Filtered function addresses. Just three!

That whole mess reduced to three functions! Great, isn’t it? 3… 2… 1… NERDGASM!

A quick inspection of those functions inside a debugger was enough to find the code processing our password string.

RCE100 Encoder

which roughly translates to this code:

#include <stdio.h> 
#include <string.h>

int
main(int argc, char *argv[])
{
	/* RCE100 encoding loop implementation */

	// substr initialized to the whole string
	char *substr = argv[1];
	char *c = substr;
	int ext_char = 0;
	int funny = 0xDEADBEEF;
	int c1 = 0x38271606;
	int c2 = 0x5B86AFFE;
	unsigned int idx = 0;
	unsigned int len_substr = strlen(substr);

	while(idx < len_substr) 	
        { 		
          ext_char = *c;                // MOVSX 		
          funny = funny * c1;	        // IMUL ESI, ...
          ext_char = ext_char * c2;     // IMUL EAX, ...
          ext_char = ext_char - funny;	// SUB EAX, ESI 
          funny = ext_char;	        // MOV ESI, EAX 	
          *c++;			        // MOV ECX, EDI & ADD ECX, 1
          idx++;	                // ADD EDX, 1 	
        } 	 	

        printf("[x] encoded stuff: %s -> 0x%08x\n", substr, funny);

	return 0;
}

After this encoding function there is a comparison:

CMP EAX, C4B1801C

If this is true, we will be rewarded with the wanted “Login granted” banner. So the only question remaining is: “what string, after the transformation results in that number?”.

I had to reverse the algorithm.

After doing some basic math and realising this is going to be a bitch (it’s a polynomial equation of multiple variables, I have no idea which order and possibly the coefficients overflowed in the course of the calculation) I decided to do something less smart…

…bruteforce it :)

To do this I coupled the source of the string generator crunch.c (in BackTrack) with my encoding function and let it run…
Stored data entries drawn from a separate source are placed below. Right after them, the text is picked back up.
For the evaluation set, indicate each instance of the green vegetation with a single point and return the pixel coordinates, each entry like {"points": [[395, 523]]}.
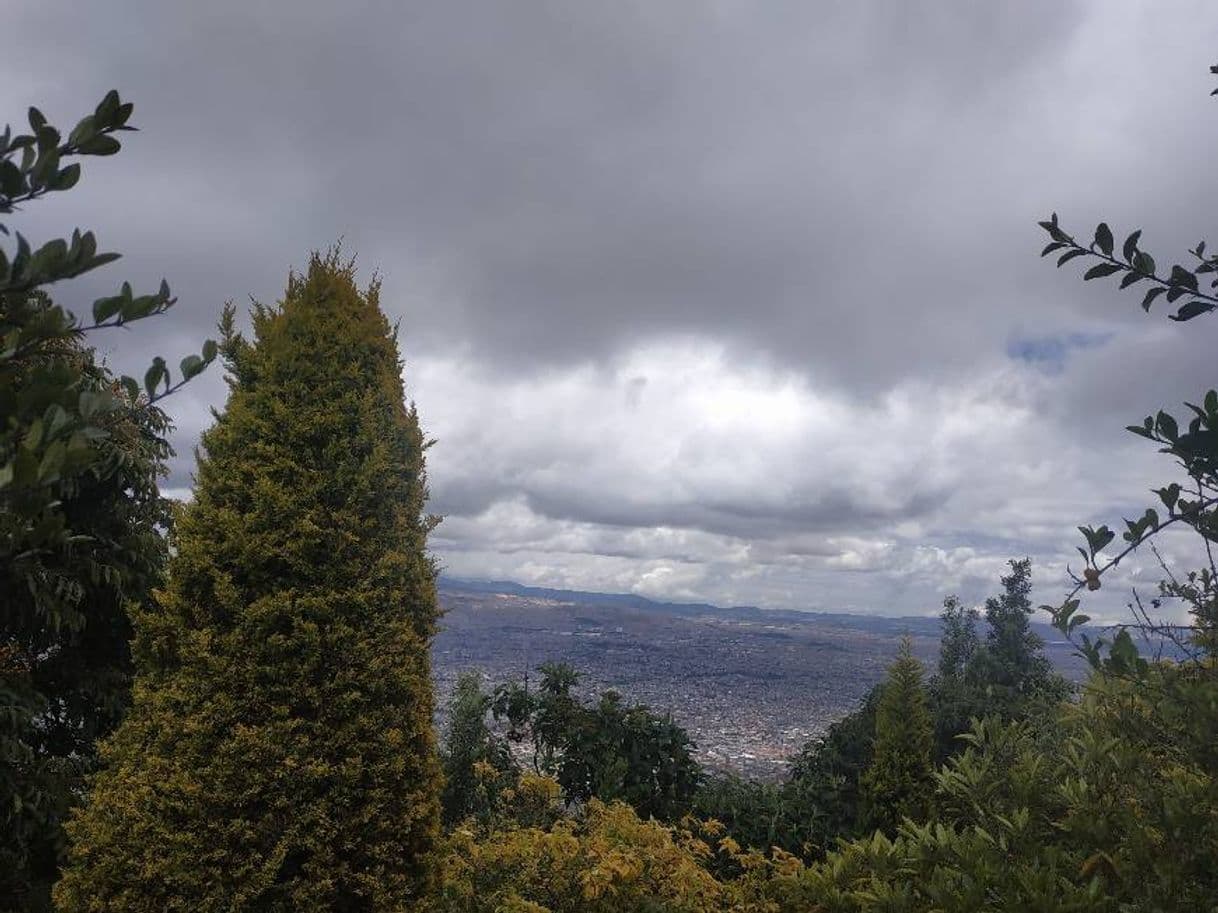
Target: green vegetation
{"points": [[607, 750], [476, 763], [279, 751], [897, 782], [80, 453]]}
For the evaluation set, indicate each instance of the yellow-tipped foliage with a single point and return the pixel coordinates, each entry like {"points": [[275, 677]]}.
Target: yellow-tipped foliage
{"points": [[279, 755]]}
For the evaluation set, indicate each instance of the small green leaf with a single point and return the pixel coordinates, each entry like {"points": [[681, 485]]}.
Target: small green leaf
{"points": [[1194, 308], [1130, 246], [1104, 239], [100, 145], [191, 365]]}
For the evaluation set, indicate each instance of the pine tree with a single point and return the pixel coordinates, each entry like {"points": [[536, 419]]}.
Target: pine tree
{"points": [[469, 746], [898, 782], [1013, 656], [279, 754]]}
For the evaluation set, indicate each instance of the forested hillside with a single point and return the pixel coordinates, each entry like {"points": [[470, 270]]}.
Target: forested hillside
{"points": [[227, 704]]}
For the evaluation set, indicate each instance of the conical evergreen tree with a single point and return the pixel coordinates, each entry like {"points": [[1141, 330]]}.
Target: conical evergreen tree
{"points": [[279, 754], [898, 783]]}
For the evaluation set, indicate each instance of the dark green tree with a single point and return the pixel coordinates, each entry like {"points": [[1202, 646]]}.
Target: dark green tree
{"points": [[831, 767], [1013, 656], [955, 696], [608, 750], [898, 784], [476, 762], [279, 754], [80, 516], [959, 640]]}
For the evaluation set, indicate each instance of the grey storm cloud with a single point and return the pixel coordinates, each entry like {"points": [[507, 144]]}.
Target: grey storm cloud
{"points": [[725, 300]]}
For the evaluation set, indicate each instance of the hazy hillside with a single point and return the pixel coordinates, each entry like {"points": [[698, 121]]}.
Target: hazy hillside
{"points": [[752, 685]]}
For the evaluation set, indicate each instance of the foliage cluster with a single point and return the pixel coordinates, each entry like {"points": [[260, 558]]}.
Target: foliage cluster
{"points": [[605, 749], [80, 515], [279, 751]]}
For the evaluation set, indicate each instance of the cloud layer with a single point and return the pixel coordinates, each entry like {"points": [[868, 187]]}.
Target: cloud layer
{"points": [[725, 301]]}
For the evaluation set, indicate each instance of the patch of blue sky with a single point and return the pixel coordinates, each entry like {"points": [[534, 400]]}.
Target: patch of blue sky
{"points": [[1050, 353]]}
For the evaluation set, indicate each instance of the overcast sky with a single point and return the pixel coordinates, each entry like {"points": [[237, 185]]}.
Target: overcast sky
{"points": [[725, 301]]}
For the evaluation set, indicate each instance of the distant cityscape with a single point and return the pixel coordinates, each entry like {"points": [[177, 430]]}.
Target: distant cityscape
{"points": [[750, 685]]}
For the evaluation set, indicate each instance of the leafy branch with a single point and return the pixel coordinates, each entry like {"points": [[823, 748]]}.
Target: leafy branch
{"points": [[1138, 265]]}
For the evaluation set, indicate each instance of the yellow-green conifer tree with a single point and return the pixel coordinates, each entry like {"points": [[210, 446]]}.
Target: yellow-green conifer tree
{"points": [[279, 754]]}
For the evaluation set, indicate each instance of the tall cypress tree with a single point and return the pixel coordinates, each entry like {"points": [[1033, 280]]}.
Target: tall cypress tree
{"points": [[898, 782], [279, 754]]}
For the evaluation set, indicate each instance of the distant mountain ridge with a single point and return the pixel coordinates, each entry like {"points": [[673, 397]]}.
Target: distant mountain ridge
{"points": [[925, 625]]}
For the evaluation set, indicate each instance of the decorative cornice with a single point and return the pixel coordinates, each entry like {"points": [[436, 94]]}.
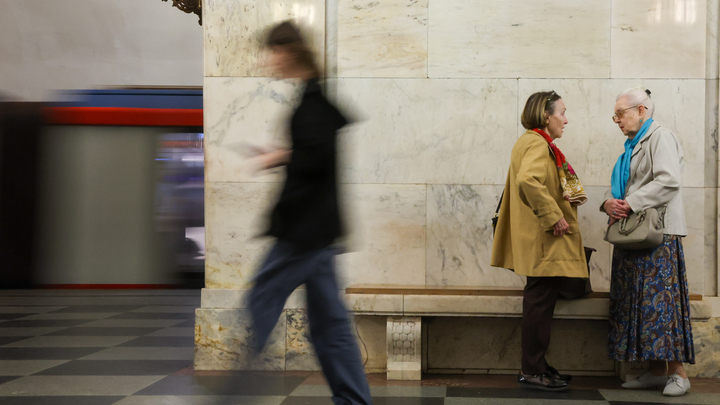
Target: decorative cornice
{"points": [[189, 6]]}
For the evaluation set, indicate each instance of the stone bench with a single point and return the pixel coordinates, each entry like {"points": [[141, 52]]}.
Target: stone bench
{"points": [[404, 307]]}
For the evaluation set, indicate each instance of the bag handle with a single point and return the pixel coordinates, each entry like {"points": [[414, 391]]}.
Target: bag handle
{"points": [[623, 224]]}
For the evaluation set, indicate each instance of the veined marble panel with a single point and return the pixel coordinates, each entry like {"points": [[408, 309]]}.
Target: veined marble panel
{"points": [[711, 240], [235, 31], [441, 131], [374, 304], [300, 354], [459, 242], [592, 142], [370, 332], [219, 298], [658, 39], [383, 38], [494, 344], [235, 215], [386, 237], [241, 112], [223, 338], [593, 225], [712, 55], [694, 243], [706, 337], [516, 38], [711, 132]]}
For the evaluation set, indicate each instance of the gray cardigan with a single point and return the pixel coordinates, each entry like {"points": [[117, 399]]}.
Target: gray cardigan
{"points": [[656, 172]]}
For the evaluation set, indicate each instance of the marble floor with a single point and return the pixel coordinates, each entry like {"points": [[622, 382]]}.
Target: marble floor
{"points": [[61, 347]]}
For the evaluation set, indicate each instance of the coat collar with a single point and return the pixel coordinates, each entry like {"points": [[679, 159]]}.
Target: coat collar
{"points": [[653, 127]]}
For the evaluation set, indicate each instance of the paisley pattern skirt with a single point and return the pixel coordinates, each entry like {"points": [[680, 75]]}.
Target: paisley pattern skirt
{"points": [[650, 305]]}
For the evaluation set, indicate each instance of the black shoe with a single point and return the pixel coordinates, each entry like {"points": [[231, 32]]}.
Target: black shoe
{"points": [[542, 382], [556, 375]]}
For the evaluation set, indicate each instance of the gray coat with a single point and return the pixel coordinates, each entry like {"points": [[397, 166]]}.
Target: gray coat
{"points": [[656, 172]]}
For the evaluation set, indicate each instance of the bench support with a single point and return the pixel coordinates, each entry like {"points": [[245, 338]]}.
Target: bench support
{"points": [[404, 349]]}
I took less than 10 minutes to get the right password:

root@yomama[/pentest/passwords/crunch]
[23:43]:./crunch_the_pass 1 10 -f charset.lst lalpha-numeric-symbol14
Crunch will now generate 1094107923781757568 bytes of data
Crunch will now generate 1043422626287 MB of data
Crunch will now generate 1018967408 GB of data
a
aa
aaa
aaaa
aaaaa
aaaaaa
[x] encoded stuff: gp_gdv -> 0xc4b1801c
^C
RCE100 says: “ACCESS GRANTED” :)
Advertisements

7 thoughts on “A story of binaries and snipers

  1. Reading about PIN somewhere else, I found this post. I went with brute force too by patching the binary in memory, because I didn’t see a length constraint, the value of the next char is linked to the value of the previous and only know the end value (C4B1801C), which is calculated indeed. Tricky :)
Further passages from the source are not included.